ユグドラシルを監視しているストーンはつまらなそうに愚痴った。
「監視などと・・・・・・うえんな・・・・片づけてしまえば済む事です・・・」
そう言ったストーンのその姿は既に人間のものではなかった。皮膚が剥け、筋肉と骨だけになっていた。カレルレンによって強化改造されたようで、もはや化け物としか言いようが無かった。
「神聖なるガゼルに仇なす者、全てを消去いたします。悔い改めなさい」
そう言ってユグドラシルに向かって攻撃しようとした瞬間、何者かの声が響いた。
【うぬは、力が欲しくないか?】
「な、何奴!」
すると上空から物凄い勢いで迫り来る漆黒のギアがあった。
『アレは・・・・!?』
『グラーフ・・・?』
丁度、ユグドラシルの甲板に上がって来たビリーとシンジも突然、現れたグラーフに驚愕する。
グラーフのギアはアルカンシェルの目の前で止まり、異様な雰囲気を発する。
「我はグラーフ。力の求道者。うぬは、力が欲しくないか?
「力? ふん。力ならばこれ、此処に! カレルレン様に頂いたこの身体がある!」
「所詮は、紛い物の力。果たして、それで勝てるかな?」
「何と? 紛い物とな?」
「紛い物の肉体。作り物の目醒め。それではダメだ! 我が真の力を与えてやろう!」
そう言うとグラーフは拳を突き出した。
「我の拳は神の息吹! “堕ちたる種子”を開花させ、秘めたる力を紡ぎ出す!! 美しき滅びの母の力を!」
するとグラーフの体から凄まじい力がアルカンシェルに向かって流れ始めた。ストーンはその力を流し込まれ、恍惚の表情を浮かべた。
「はぁう、ふ、ううううう・・・・」
「(あの力は・・・!)」シンジはグラーフが与えている力を見て目を見開いた。
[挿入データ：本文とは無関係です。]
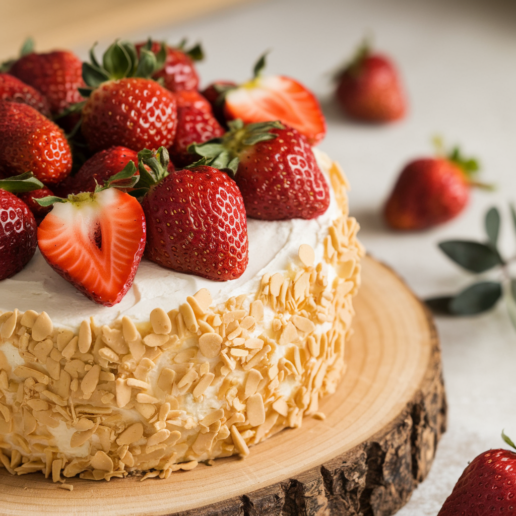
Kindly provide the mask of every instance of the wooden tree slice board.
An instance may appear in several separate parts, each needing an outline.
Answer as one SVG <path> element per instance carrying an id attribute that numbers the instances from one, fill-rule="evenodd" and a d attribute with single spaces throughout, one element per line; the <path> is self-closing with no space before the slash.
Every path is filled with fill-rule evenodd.
<path id="1" fill-rule="evenodd" d="M 324 421 L 305 418 L 251 448 L 172 474 L 109 482 L 0 469 L 0 514 L 52 516 L 393 514 L 429 471 L 444 431 L 446 400 L 431 319 L 400 279 L 364 260 L 347 370 L 323 400 Z"/>

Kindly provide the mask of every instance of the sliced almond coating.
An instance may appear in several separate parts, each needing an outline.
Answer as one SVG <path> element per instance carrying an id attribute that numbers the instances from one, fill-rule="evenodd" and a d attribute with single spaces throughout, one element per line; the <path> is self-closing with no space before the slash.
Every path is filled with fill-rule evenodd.
<path id="1" fill-rule="evenodd" d="M 206 358 L 215 358 L 220 352 L 222 337 L 218 333 L 203 333 L 199 337 L 199 348 Z"/>
<path id="2" fill-rule="evenodd" d="M 85 399 L 89 399 L 96 389 L 100 375 L 100 366 L 95 364 L 85 375 L 80 382 L 80 389 Z"/>
<path id="3" fill-rule="evenodd" d="M 14 370 L 14 374 L 19 378 L 35 378 L 40 383 L 48 385 L 50 378 L 46 375 L 35 369 L 31 369 L 26 365 L 19 365 Z"/>
<path id="4" fill-rule="evenodd" d="M 240 434 L 238 429 L 233 425 L 231 427 L 231 431 L 233 442 L 239 452 L 239 455 L 241 457 L 247 457 L 249 454 L 249 449 L 247 447 L 245 441 Z"/>
<path id="5" fill-rule="evenodd" d="M 194 297 L 204 312 L 206 312 L 212 304 L 212 295 L 207 288 L 201 288 L 198 291 L 194 294 Z"/>
<path id="6" fill-rule="evenodd" d="M 133 342 L 140 338 L 140 334 L 132 319 L 124 315 L 122 318 L 122 333 L 128 343 Z"/>
<path id="7" fill-rule="evenodd" d="M 283 276 L 280 272 L 276 272 L 273 274 L 270 278 L 269 283 L 269 292 L 275 297 L 277 297 L 280 295 L 280 289 L 283 284 L 283 280 L 285 279 Z"/>
<path id="8" fill-rule="evenodd" d="M 265 422 L 265 408 L 262 395 L 257 393 L 247 398 L 247 421 L 251 426 L 258 426 Z"/>
<path id="9" fill-rule="evenodd" d="M 311 333 L 315 330 L 315 325 L 310 319 L 301 315 L 293 315 L 291 320 L 298 330 L 307 333 Z"/>
<path id="10" fill-rule="evenodd" d="M 315 253 L 311 246 L 302 244 L 299 246 L 299 260 L 305 267 L 312 267 L 315 260 Z"/>
<path id="11" fill-rule="evenodd" d="M 168 335 L 172 330 L 170 318 L 163 308 L 155 308 L 150 315 L 152 331 L 158 334 Z"/>
<path id="12" fill-rule="evenodd" d="M 0 336 L 3 337 L 4 338 L 9 338 L 12 335 L 14 331 L 14 328 L 16 328 L 16 321 L 18 316 L 18 310 L 15 310 L 9 318 L 7 320 L 4 321 L 2 324 L 2 328 L 0 329 Z M 46 336 L 46 335 L 45 335 L 45 337 Z M 43 337 L 43 338 L 44 338 L 45 337 Z M 40 339 L 40 340 L 42 341 L 43 338 Z"/>
<path id="13" fill-rule="evenodd" d="M 166 428 L 153 433 L 147 439 L 147 446 L 153 446 L 166 441 L 170 436 L 170 431 Z"/>
<path id="14" fill-rule="evenodd" d="M 117 378 L 115 381 L 115 392 L 116 393 L 117 405 L 121 409 L 125 407 L 130 401 L 132 391 L 127 384 L 127 381 L 123 378 Z"/>
<path id="15" fill-rule="evenodd" d="M 156 348 L 165 344 L 169 338 L 169 336 L 166 334 L 149 333 L 143 337 L 143 343 L 150 348 Z"/>
<path id="16" fill-rule="evenodd" d="M 89 321 L 84 320 L 79 328 L 78 347 L 81 353 L 87 353 L 91 346 L 91 326 Z"/>
<path id="17" fill-rule="evenodd" d="M 27 310 L 22 316 L 22 318 L 20 320 L 20 324 L 22 326 L 32 328 L 39 315 L 39 314 L 37 312 L 35 312 L 34 310 Z"/>
<path id="18" fill-rule="evenodd" d="M 91 457 L 91 464 L 95 470 L 102 470 L 103 471 L 113 471 L 112 460 L 102 450 L 99 450 Z"/>
<path id="19" fill-rule="evenodd" d="M 199 325 L 197 324 L 197 319 L 192 307 L 188 303 L 183 303 L 179 307 L 179 311 L 183 316 L 185 325 L 188 331 L 192 333 L 196 333 L 199 329 Z"/>
<path id="20" fill-rule="evenodd" d="M 143 425 L 141 423 L 135 423 L 125 429 L 117 439 L 119 446 L 123 444 L 132 444 L 139 441 L 143 436 Z"/>
<path id="21" fill-rule="evenodd" d="M 201 379 L 200 381 L 196 385 L 194 389 L 193 394 L 194 398 L 198 398 L 204 391 L 209 386 L 209 384 L 213 381 L 215 375 L 213 373 L 207 373 Z"/>

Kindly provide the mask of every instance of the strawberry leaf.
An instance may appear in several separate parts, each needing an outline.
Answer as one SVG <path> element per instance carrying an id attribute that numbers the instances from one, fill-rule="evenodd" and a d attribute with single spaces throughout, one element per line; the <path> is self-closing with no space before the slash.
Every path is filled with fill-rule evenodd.
<path id="1" fill-rule="evenodd" d="M 514 444 L 514 443 L 513 442 L 512 442 L 512 441 L 511 440 L 510 438 L 509 438 L 508 436 L 507 436 L 507 435 L 506 435 L 505 432 L 503 430 L 502 431 L 502 438 L 510 446 L 512 446 L 513 448 L 514 448 L 514 449 L 516 449 L 516 444 Z"/>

僅かだがS2機関に似ているようだった。
『シンジ君、来ますよ!』
グラーフの力について考えているビリーの声が回線から届いてハッとなる。
ザパァァァァンッ!!
「「!?」」
だが、その時、海の中から一体の生物が現れた。幾つもの触手を持ち、甲殻類のような殻を持ったソレはシンジには激しく見覚えがあった。
「シャムシエル!?」
シャムシエルはシンジ達の目の前まで浮かび上がり、アルカンシェルと並ぶ。
「ちっ! カレルレンか・・・・ビリーさん! シャムシエルは僕が引き受けます! ビリーさんはストーンを!」
『分かった!』
頷くと、レンマーツォは速攻でハンドガンをアルカンシェルに向けて撃つ。エヴァとシャムシエルはそれぞれ光の鞭を作り出して凄まじいスピードで打ち合った。
だが、レンマーツォの放った弾丸はアルカンシェルによって弾き返される。今度はエーテルガンを放つが、それも同様に弾き返された。
『馬鹿な!? 僕の攻撃が効かない!』
その言葉にシンジはシャムシエルと鞭の打ち合いをしながら、片手を伸ばして光の槍をアルカンシェルに向かって放った。だが、やはりソレすらも弾き返してしまう。
その時、通信からシタンの声が聞こえた。
『ビリー、恐らくストーンは何らかの障壁を張っているようです。恐らくは負の感情・・・・・・憎悪をエーテルに交換して障壁としているらしいですが・・・・こちらも何か強力な意志の力をエーテルに交換してぶつけられれば・・・・・』
そんな手段を思いつかないシタンは、どうしようか困り果てた。すると、厭らしく笑うストーンの声が響いた。
『ふふ・・・・・・苦しんでいますか? ジェサイアの息子!! 四年前、私が貴方を見込んだのは、貴方の父上と私の旧い友情の証でした・・・・・共にゲブラー司令の座を争ったジェサイアとの憎悪にまみれた友情のね!』
そして、ストーンはかつてあった事を語り出す。シンジもシャムシエルと戦いながら、その会話に耳を傾けた。
『愛し合っていたラケルをケモノのように奪った挙句、私が欲したゲブラー至高の座までを、あっさり蹴飛ばして、ソラリスから姿を消したジェサイア!!
四年前、やっと見つけた地の果てには、既に奴の姿は無く、奴に汚されたラケルと・・・・汚れの証明・・・・・・貴方と妹が・・・。
私は可哀相なラケルをカレルレン様の英知、ウェルスで救ってあげました・・・』『き、貴様が、母さんを・・・・・しかも、死霊を使って・・・・!!』
あの時、母を救ったのが全てストーンが仕組んでいた事だと分かり、ビリーの中に言い様の無い怒りが込み上げて来た。そんな彼の反応を見て、ストーンは更に驚愕する真実を述べた。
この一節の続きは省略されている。